Holistic Evaluation: Performance metrics are computed for each fold and then synthesized to gauge the model’s effectiveness across the entire time period, offering a comprehensive view of its predictive power.

Practical Application: Initially, the data from 2018 to 2020 served as the training set, with the subsequent years 2021 to 2022 designated for testing. The in-sample results for 2018–2020 show strong performance metrics. However, the out-of-sample results exhibit a reduction in the Sharpe ratio by 30%, hinting at the possibility of overfitting or perhaps just an unfavorable period for the strategy’s mechanics.

Monte Carlo Analysis: A Monte Carlo simulation, conducted for the 2020–2021 period using the optimized parameters, reveals that while the mean Sharpe ratio aligns with the actual data, the lower percentile Sharpe approaches zero, signaling a risk of poor performance in adverse market conditions.

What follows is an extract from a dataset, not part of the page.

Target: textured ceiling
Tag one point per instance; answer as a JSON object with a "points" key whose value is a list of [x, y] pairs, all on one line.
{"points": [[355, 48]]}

Expanding the Analysis: By extending the training period to include 2021, and maintaining 2021 to 2022 as the test set, we observed an even steeper decline in the Sharpe ratio out-of-sample, reinforcing concerns of overfitting. The corresponding Monte Carlo simulation mirrors this result, with mean Sharpe ratio hovering around 2.2 and a lower percentile perilously close to zero.

Conclusion: The walk-forward cross-validation approach coupled with Monte Carlo simulations paints a cautionary picture. The consistent decline in the out-of-sample Sharpe ratio, across both test sets, and the precarious lower percentiles observed in the simulations suggest an instability in the strategy’s performance when confronted with unseen data, underscoring the critical need for rigorous testing methodologies in strategy development.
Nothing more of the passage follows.